Nie jestem pewien, czy dobrze zrozumiałem, ale jeśli tak, to przede wszystkim nie jest to żaden problem. Po pierwsze, jeżeli ktoś ci się podoba, w żaden sposób nie kłóci się to z aseksualizmem - pociąg estetyczny może bez problemu istnieć bez pociągu seksualnego. Po drugie, zmiany rpeferowanej płci to też nic szczególnie dziwnego. Mnie samemu kiedyś bardziej podobały się dziewczyny, a teraz jestem zdecydowanie zorientowany na panów . Jest zresztą też teoria, że każdy heteryk przechodzi w okolicach dojrzewania okres fascynacji własną płcią. Seksualność jest płynna i nie można oczekiwać, że jeśli dzisiaj określasz się w dany sposób, to za pięć lat się to nie zmieni.
(Przy okazji wspomnę jeszcze, że dzielenie aseksualizmu na typy nie bardzo mi się podoba, ale to już decyzja szanownych seksuologów.)

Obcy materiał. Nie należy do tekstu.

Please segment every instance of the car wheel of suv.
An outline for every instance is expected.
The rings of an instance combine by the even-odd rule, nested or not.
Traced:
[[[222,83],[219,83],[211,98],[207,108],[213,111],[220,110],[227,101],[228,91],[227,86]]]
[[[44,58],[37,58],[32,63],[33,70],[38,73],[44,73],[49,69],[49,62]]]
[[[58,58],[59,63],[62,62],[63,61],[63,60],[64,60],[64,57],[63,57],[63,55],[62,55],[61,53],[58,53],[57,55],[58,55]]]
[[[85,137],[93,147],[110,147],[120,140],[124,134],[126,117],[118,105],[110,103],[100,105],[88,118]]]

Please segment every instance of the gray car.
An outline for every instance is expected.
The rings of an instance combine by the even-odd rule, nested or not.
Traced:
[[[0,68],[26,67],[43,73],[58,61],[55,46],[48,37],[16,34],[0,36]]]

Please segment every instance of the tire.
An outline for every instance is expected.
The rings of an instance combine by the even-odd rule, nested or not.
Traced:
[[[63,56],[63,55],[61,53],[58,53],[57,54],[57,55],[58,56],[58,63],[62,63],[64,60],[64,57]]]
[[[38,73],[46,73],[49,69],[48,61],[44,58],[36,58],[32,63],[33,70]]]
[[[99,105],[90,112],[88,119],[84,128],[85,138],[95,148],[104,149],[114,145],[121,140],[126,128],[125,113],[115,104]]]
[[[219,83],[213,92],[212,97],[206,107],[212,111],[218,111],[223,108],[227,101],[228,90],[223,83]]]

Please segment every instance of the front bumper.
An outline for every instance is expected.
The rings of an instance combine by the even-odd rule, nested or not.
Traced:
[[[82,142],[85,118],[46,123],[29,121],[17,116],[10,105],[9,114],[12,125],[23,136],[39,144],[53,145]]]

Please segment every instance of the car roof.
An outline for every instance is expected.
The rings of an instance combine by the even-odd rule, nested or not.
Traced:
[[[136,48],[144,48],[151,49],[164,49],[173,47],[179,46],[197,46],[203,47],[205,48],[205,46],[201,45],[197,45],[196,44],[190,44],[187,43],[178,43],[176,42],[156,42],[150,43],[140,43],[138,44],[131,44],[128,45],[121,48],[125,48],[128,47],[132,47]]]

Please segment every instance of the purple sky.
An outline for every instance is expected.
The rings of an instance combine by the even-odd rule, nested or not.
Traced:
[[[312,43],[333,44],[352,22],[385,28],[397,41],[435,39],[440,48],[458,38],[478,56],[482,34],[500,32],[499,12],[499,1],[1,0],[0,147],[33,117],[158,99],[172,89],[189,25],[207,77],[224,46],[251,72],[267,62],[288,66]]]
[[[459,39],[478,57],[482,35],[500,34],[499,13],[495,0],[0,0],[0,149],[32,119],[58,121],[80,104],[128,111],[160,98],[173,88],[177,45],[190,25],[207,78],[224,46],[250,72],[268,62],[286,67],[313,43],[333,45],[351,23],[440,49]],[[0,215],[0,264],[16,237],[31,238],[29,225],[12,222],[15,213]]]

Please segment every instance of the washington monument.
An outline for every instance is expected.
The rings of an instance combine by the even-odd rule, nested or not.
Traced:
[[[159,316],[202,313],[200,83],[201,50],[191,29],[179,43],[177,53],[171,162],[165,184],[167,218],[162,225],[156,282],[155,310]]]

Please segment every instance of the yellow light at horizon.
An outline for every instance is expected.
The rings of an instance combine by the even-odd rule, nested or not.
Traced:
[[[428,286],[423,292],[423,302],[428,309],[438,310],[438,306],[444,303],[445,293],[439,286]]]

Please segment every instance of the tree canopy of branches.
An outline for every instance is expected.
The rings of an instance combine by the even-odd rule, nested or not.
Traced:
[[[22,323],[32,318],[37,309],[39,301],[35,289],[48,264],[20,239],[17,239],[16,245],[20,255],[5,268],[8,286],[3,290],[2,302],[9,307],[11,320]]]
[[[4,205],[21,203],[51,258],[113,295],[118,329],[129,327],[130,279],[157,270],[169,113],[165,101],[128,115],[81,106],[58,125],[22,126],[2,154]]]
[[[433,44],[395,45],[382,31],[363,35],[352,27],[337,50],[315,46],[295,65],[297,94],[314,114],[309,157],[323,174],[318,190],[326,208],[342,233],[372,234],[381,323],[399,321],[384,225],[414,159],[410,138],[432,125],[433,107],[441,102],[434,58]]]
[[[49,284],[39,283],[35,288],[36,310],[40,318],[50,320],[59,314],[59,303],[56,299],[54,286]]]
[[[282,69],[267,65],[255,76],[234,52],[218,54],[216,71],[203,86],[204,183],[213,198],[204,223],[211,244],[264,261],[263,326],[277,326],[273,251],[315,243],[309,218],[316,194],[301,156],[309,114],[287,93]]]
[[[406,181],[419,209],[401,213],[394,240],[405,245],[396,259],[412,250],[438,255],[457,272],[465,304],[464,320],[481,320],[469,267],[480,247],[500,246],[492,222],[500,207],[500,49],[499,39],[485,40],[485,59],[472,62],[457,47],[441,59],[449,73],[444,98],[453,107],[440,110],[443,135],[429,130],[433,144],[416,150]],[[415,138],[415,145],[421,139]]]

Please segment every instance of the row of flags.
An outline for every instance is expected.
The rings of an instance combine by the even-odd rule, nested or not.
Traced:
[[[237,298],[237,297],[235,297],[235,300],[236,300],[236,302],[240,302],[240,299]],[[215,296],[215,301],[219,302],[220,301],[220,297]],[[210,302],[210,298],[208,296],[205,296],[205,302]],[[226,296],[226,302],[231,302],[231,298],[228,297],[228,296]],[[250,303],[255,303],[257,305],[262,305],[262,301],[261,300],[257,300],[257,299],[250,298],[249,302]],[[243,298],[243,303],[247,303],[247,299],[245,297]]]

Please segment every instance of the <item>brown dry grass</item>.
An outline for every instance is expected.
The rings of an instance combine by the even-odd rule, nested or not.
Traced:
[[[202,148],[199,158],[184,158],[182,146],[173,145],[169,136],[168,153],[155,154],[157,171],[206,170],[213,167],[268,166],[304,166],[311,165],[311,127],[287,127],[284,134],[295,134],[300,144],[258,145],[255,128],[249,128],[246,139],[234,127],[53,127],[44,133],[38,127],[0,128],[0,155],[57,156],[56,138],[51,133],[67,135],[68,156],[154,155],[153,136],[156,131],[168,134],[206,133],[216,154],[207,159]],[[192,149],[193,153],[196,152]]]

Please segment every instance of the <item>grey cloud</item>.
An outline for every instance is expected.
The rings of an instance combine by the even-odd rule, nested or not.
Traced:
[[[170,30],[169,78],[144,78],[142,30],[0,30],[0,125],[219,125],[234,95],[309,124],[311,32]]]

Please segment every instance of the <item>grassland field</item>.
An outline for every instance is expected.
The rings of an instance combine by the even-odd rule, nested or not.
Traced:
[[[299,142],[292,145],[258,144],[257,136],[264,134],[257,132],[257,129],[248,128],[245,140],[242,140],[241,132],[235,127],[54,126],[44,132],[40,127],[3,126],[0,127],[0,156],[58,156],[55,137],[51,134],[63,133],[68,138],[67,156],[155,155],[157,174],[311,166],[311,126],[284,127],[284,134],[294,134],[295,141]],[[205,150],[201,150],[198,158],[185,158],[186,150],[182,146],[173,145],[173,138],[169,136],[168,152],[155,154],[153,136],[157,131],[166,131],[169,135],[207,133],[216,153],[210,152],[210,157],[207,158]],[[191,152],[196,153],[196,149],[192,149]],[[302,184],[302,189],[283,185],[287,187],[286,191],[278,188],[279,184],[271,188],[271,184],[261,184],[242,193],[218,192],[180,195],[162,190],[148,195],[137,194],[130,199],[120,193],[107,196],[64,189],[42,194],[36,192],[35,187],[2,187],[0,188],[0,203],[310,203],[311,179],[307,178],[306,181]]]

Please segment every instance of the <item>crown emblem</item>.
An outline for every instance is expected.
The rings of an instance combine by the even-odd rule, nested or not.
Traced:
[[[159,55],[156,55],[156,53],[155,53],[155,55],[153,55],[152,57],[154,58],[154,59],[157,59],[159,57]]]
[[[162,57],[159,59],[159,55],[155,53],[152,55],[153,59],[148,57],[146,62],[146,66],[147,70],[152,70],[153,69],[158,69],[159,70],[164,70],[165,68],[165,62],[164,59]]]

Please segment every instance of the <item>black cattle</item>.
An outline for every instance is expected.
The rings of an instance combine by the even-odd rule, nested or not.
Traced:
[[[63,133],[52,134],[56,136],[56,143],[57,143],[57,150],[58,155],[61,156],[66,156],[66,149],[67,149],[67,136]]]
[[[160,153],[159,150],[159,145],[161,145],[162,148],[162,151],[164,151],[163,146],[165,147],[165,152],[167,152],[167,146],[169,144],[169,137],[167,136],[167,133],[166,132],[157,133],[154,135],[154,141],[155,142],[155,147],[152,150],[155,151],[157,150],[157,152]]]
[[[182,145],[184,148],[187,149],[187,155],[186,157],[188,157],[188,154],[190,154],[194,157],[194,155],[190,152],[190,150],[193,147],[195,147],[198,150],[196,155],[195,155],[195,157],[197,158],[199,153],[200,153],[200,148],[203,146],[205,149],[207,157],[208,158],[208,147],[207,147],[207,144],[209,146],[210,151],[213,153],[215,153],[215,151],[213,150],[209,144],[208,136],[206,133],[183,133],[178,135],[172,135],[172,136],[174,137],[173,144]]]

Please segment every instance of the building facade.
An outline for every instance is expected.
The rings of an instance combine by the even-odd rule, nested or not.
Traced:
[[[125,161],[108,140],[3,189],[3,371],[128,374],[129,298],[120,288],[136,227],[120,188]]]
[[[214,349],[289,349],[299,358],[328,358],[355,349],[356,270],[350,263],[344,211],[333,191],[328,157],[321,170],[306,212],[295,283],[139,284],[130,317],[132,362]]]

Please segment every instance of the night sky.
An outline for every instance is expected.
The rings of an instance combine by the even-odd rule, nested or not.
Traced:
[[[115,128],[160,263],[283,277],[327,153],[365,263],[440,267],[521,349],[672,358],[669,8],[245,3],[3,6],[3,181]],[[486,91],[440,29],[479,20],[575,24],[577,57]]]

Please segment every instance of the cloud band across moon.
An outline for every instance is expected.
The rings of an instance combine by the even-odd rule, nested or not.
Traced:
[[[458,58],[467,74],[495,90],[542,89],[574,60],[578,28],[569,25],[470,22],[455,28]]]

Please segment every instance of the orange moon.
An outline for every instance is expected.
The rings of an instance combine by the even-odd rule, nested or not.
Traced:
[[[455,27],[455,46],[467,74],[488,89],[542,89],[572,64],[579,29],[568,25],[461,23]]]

(Przy okazji wspomnę jeszcze, że dzielenie aseksualizmu na typy nie bardzo mi się podoba, ale to już decyzja szanownych seksuologów.)
Blv., widziałeś gdzieś podział aseksualności na typy stworzony przez seksuologa?Blv. pisze:dzielenie aseksualizmu na typy nie bardzo mi się podoba, ale to już decyzja szanownych seksuologów
Typy ABCD.. to był taki tymczasowy twór autorstwa samych aseksualnych z AVEN, słabo przemyślany, dlatego został zarzucony. Nikt nie powinien traktować go zbyt poważnie.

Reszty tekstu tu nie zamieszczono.